Tricolor Print: The colors on this postcard are so localized it almost appears to be hand colored but a closer look will reveal dots of red, yellow, and blue throughout. With no black key, dark values are created by overlapping red, blue, and yellow, but each of these hues is also used separately to render detail. The small palette used limited the retoucher’s hand, forcing him to choose detail over color, which causes each hue to visually dominate the areas in which it is most prevalent.
Fake Process Print: An attempt was made to render natural colors on this postcard with limited success. The detail below shows that while primary colors are used throughout in conjunction with a black halftone key, they still render fairly localized hues. Color placement on this card was obviously the work of a retoucher and not based on anything captured by a camera.
Fake Process Print: The RYB colors on this postcard are all printed as small round dots. The black key however is printed with a much more open Euclidian halftone that completely ignores the underlying frequency patterns thus failing to become part of the rosette as normally found on process prints.
Tricolor Prints: Although the tricolor card above is promoted as a Process Color Scene, it employs a traditional palette of red, yellow, and blue. All its halftone screens are aligned to the same 45-degree rotation. While card below is promoted as a Natural Color Photograph, it is also printed in a tricolor palette of red, yellow and blue. Both cards are obviously photo based and attempt to reproduce natural color, but their wording is not in line with what is presented. Popular terms that caught the public’s attention were often placed on cards just to increase sales whether they were applicable or not. The newness of these techniques made them difficult to question.
Tricolor Prints: The tricolor card above was printed with a traditional palette of red, yellow, and blue. While it is a photo-based scene that makes some attempt to reproduce natural color, it has been so heavily retouched that colors become highly segregated. The photo-based postcard below was printed in process colors, but it to has been highly retouched to the point of becoming more stylized than real. In both cases retouchers defied the techniques ability to render natural color in favor of exaggerating color to entice customers.

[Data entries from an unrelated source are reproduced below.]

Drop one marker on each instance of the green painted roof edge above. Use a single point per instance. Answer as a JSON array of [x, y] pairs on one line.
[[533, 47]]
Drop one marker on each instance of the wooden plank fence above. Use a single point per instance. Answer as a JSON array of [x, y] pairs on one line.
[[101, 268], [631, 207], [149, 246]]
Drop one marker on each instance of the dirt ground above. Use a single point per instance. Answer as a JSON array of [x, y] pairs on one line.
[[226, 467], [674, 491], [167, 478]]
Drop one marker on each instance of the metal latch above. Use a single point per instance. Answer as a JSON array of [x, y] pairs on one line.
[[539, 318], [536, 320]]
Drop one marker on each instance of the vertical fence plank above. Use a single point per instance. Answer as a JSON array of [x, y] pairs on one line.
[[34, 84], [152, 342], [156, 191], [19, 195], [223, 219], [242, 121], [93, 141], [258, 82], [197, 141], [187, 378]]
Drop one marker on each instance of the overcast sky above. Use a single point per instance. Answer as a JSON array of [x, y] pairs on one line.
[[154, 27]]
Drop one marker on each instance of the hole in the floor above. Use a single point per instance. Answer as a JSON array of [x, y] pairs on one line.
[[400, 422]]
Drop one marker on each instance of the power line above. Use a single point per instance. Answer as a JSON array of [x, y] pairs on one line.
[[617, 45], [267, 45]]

Fake Process Print: Most of the colors on this lithographic postcard were applied through halftone dots in a standard 30-degree rotation, but additional solid areas of color were also printed to create stronger hues. A light blue is also printed in addition to a dark blue. Despite all the variables these elements might create, we can see from the detail below that it has only created a simple mixture of gradated tones and flat space.
Tricolor Gravure: Process printing was nearly always used in conduction with lithography, though this unusual example above was produced in rotogravure. The inherent grid in the rotogravure plate makes color rotation problematic though not impossible to achieve. To compensate, the three CYM colors were printed very lightly allowing the single pattern of the black key to dominate.

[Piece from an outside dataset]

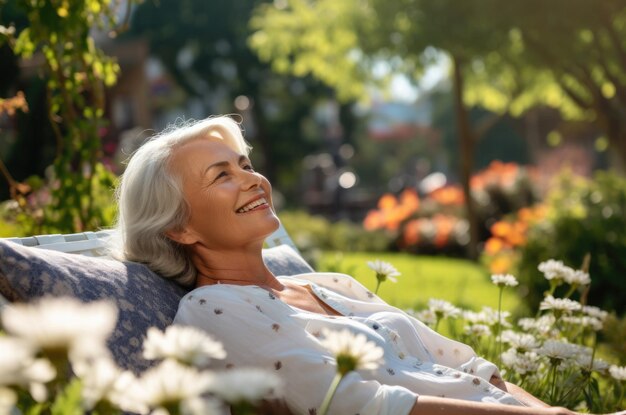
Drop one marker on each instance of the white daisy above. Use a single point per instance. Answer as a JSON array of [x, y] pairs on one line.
[[203, 406], [477, 330], [384, 270], [443, 308], [188, 345], [504, 280], [618, 372], [522, 363], [542, 325], [246, 385], [169, 383], [584, 361], [426, 316], [558, 350], [8, 400], [555, 270], [596, 312], [584, 322], [58, 326], [564, 305], [19, 367], [102, 381], [577, 277], [489, 316], [352, 351], [520, 341]]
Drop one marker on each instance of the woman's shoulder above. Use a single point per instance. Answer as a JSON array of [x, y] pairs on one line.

Fake Process Print: On this card line blocks were employed to print both red, yellow, blue, and black benday dots along with solid tones of the same hues. While this has created an intense color image it has also flattened out the space despite the addition of a photographic halftone key in black. There has been some attempt to rotate the line patterns, and while moire patterns are avoided, the more comfortable looking rosette is not perfectly formed. In the finer detail further below we can see black benday printed over what should be a solid blue but the ink squash is so great it has created random multiple toned patterns throughout.